L’enquête s’est poursuivie. Au début du mois d’août, les procureurs chargés du dossier ont ordonné des perquisitions au domicile de Haruyuki Takahashi, mais aussi à celui de de l’ancien président d’Aoki Holdings, Hironori Aoki, 83 ans, retraité depuis le mois de juin, et dans les bureaux de l’ex comité d’organisation des Jeux.

Le dernier épisode, mercredi 17 août, monte encore d’un cran sur l’échelle des soupçons. Haruyuki Takahashi, Hironori Aoki et deux autres responsables de l’entreprise de vêtements – Takahisa Aoki, 76 ans, frère cadet du fondateur et ancien vice-président de la marque, et Katsuhisa Ueda, 40 ans, cadre de la société – ont été arrêtés.

Haruyuki Takahashi est soupçonné d’avoir reçu 51 millions de yens de pots-de-vin (380.000 dollars), via plus de 50 paiements, de la part de Hironori Aoki et d’autres personnes entre octobre 2017 et mars 2022. Les autres Japonais arrêtes sont suspectés d’avoir cherché à obtenir des arrangements favorables pour des contrats de sponsoring des Jeux de Tokyo.

Selon la chaîne publique NHK, citant des sources proches de l’enquête, Aoki Holdings aurait demandé un « traitement de faveur » à Haruyuki Takahashi plusieurs mois avant la signature du contrat de conseil. Les mêmes sources précisent que la société de vêtements aurait eu des contacts fréquents avec l’ancien dirigeant de Dentsu jusqu’en juin de l’année dernière. Aoki Holdings aurait notamment demandé à Haruyuki Takahashi de faire accélérer la sélection par le comité d’organisation des Jeux de Tokyo des produits officiels sous licence fabriqués et vendus par l’entreprise.
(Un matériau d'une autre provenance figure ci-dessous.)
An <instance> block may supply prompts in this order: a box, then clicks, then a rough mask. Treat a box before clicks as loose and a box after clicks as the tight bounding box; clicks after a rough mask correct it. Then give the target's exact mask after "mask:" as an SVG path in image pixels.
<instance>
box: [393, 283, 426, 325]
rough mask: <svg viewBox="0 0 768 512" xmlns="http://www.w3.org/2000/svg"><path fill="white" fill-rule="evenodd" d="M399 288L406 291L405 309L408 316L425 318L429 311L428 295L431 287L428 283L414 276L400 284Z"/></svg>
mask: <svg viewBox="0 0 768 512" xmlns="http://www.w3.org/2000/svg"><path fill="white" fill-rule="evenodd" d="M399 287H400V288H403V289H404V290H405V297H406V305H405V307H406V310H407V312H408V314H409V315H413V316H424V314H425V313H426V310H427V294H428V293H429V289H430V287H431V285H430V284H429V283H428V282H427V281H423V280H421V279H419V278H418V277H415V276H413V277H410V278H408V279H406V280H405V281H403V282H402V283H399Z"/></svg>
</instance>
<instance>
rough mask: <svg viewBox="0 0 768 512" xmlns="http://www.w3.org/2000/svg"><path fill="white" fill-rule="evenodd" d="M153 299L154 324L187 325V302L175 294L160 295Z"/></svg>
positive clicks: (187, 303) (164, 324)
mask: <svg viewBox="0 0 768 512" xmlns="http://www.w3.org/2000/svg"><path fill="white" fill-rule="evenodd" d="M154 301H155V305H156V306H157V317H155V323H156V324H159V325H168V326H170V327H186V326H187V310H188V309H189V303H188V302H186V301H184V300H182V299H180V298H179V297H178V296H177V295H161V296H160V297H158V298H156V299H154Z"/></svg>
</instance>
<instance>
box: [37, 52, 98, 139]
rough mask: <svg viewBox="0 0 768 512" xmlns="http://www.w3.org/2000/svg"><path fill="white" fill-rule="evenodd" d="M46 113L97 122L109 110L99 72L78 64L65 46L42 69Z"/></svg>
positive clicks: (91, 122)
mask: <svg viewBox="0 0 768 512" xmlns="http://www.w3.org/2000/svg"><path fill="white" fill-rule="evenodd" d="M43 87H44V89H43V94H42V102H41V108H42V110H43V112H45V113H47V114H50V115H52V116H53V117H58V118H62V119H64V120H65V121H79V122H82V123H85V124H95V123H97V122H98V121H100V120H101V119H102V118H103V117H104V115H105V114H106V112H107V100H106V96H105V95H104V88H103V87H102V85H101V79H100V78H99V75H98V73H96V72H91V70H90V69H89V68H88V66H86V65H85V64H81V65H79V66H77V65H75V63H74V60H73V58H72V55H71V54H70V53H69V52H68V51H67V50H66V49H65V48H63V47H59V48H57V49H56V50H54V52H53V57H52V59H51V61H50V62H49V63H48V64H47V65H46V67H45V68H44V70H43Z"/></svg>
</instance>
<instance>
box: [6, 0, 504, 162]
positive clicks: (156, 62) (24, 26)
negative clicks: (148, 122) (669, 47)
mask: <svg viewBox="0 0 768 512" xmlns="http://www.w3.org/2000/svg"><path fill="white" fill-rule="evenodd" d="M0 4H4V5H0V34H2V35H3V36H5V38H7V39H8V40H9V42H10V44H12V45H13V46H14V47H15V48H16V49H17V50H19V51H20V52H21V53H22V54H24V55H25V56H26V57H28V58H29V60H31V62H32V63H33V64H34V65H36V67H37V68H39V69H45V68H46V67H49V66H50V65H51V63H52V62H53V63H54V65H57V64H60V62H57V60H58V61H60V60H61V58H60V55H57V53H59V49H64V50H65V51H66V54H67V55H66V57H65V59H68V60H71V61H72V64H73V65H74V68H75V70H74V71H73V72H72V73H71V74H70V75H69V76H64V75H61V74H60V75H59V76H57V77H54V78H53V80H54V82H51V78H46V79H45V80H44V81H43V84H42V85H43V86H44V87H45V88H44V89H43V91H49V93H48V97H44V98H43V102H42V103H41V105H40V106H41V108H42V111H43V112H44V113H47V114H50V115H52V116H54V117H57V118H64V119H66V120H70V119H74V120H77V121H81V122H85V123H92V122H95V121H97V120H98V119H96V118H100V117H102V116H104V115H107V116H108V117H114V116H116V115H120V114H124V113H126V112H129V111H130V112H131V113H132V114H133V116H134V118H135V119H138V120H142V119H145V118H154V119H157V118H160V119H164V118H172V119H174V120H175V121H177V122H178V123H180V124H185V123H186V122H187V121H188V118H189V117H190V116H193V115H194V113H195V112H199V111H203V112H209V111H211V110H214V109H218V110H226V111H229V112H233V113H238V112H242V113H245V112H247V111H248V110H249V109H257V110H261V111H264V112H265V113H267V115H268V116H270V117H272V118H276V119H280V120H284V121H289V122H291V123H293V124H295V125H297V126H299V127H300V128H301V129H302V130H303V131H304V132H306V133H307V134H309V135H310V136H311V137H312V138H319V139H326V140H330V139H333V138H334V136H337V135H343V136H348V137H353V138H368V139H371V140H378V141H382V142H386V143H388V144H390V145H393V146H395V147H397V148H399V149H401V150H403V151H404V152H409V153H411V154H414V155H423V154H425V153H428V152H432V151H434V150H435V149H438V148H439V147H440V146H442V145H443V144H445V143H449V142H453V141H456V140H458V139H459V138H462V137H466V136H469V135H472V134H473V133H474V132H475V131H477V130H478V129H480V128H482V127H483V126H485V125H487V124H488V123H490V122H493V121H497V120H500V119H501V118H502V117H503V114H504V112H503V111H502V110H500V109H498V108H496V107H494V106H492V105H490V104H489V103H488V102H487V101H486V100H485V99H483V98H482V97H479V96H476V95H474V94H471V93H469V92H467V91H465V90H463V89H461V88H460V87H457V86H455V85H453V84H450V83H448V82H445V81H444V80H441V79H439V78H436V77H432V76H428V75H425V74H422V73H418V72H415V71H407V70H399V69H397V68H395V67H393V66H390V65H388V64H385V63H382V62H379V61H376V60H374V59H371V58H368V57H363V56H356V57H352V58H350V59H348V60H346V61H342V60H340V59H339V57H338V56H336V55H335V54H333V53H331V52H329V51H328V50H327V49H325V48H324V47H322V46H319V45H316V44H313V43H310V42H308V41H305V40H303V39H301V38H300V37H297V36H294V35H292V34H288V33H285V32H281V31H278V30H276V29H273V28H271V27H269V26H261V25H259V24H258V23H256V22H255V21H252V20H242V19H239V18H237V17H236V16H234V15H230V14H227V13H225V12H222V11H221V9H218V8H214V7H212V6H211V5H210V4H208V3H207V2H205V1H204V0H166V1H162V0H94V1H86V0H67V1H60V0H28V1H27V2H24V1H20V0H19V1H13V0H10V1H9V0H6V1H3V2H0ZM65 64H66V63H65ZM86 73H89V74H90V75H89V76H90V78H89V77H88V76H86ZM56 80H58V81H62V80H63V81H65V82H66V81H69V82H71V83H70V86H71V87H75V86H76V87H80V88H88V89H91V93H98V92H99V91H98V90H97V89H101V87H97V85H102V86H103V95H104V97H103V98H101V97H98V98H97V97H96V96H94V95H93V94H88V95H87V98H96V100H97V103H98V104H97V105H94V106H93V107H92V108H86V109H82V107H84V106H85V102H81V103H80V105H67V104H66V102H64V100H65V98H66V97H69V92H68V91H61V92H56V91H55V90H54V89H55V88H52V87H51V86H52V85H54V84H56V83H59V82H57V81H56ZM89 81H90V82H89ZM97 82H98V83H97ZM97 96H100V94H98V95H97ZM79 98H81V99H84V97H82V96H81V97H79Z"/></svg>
Comme souvent au Japon, l’annonce des quatre arrestations a été accompagnée d’un lot fourni de communiqués. Aoki Holdings a présenté ses excuses pour le « tort gigantesque » causé par ces interpellations. La société a assuré « prendre l’affaire au sérieux » et vouloir « coopérer pleinement aux enquêtes menées par les autorités« .

Créée en 1958, aujourd’hui basée à Yokohama, Aoki Holdings compte actuellement près de 600 magasins au Japon. Elle est cotée depuis 1991 à la Bourse de Tokyo.

Depuis son partenariat avec Tokyo 2020, elle a vendu plus de 30.000 costumes et vestes de sa collection olympique. La marque a également habillé la délégation japonaise pour les cérémonies d’ouverture des Jeux de Tokyo.